R - Cette décision, prise à la veille d'une conférence de presse des syndicats de salariés et d'étudiants contre le CPE témoigne d'une panique au sein du gouvernement. Dominique de Villepin a peur de voir se lever un grand mouvement de contestation contre ce dispositif qui va précariser encore plus notre jeunesse. C'est la crainte du " syndrôme Balladur ", qui avait dû reculer face aux manifestations contre le CIP. Mais il fallait y penser avant? Dans cette affaire Dominique de Villepin s'est engagé dans une fuite en avant dans l'espoir de court-circuiter tout le monde. Dans la perspective de la présidentielle de 2007, il veut faire croire qu'il agit contre le chômage et surtout ne pas laisser d'espace à Nicolas Sarkozy. Du coup, rien n'a été négocié avec les syndicats alors que la loi Fillon impose un dialogue social préalable à toute mesure importante. Après s'être assis sur le dialogue social, le premier ministre considère le parlement comme son paillasson.
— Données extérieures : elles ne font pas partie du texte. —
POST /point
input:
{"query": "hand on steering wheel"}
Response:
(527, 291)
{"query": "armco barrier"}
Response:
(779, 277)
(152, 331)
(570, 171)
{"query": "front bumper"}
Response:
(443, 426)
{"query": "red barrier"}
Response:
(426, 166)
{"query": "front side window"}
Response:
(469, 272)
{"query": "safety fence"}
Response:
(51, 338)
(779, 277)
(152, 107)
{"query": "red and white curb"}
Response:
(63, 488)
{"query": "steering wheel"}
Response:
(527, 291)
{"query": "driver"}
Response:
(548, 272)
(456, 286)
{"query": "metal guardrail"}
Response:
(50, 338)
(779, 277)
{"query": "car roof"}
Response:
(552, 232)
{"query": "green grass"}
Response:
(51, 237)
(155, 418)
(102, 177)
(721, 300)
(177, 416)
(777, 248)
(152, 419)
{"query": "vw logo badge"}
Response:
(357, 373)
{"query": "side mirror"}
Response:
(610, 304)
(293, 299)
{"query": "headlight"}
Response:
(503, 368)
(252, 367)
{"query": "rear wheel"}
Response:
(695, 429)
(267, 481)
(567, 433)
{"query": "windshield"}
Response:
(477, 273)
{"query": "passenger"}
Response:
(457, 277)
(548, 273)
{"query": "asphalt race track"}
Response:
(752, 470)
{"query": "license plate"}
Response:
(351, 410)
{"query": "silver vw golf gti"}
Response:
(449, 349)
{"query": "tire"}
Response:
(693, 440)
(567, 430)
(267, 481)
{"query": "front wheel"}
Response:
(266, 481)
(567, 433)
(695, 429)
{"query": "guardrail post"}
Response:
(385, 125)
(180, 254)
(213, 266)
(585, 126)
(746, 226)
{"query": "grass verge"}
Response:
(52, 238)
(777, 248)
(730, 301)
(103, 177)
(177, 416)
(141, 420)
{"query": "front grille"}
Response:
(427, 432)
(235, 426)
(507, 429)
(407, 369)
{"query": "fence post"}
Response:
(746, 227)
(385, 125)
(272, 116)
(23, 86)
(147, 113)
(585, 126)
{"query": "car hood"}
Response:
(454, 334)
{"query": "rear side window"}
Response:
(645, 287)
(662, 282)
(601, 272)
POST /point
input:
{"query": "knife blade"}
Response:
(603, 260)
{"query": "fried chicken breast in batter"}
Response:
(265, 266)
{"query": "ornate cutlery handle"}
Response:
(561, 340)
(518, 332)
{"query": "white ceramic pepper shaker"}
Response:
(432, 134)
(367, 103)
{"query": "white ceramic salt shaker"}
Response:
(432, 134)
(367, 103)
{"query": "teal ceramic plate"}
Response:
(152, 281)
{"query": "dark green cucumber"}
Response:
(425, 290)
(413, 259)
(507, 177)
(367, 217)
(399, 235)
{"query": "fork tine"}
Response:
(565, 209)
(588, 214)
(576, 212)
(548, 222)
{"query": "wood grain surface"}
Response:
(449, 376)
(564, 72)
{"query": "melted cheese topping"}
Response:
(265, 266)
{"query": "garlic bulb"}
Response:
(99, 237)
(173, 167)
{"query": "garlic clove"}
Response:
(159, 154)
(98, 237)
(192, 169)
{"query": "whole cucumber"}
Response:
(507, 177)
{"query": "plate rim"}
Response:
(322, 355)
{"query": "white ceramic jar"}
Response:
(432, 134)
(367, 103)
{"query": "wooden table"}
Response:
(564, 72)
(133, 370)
Q - Quelle riposte envisagez-vous à l'Assemblée ?
R - La fuite en avant du gouvernement nous contraint à nous adapter dans l'urgence. Nous nous rendrons aujourd'hui à la commission des affaires sociales car nous sommes contre la politique de la chaise vide puis nous aviserons. D'ores et déjà le gouvernement peut s'attendre à une opposition résolue de notre part. Car son procédé est absolument scandaleux. Alors que la semaine dernière, le président UMP de l'Assemblée Jean-Louis Debré s'est plaint du trop grand nombre de textes soumis en urgence au parlement, le gouvernement banalise la procédure pour chacun de ses projets de loi et n'hésite pas à bouleverser une nouvelle fois l'ordre du jour. Cela témoigne d'un mépris total pour la représentation nationale et à travers elle des Français.
Q - Récusez-vous toute évolution du code du travail, même pour lutter contre le chômage des jeunes ?
R - On travaille à des évolutions mais dans une logique de donnant-donnant qui permettrait de combiner souplesse et protections nouvelles. Ce n'est absolument pas le cas du CPE. Ce n'est pas pour rien si tous les syndicats, sans exception, se joignent à la contestation. Je rappelle de surcroît, que le contrat nouvelles embauches devait faire l'objet d'une évaluation avant toute extension. Or l'évaluation n'a pas eu lieu et le gouvernement vient d'étendre le CNE aux jeunes. Son but est de tuer le CDI.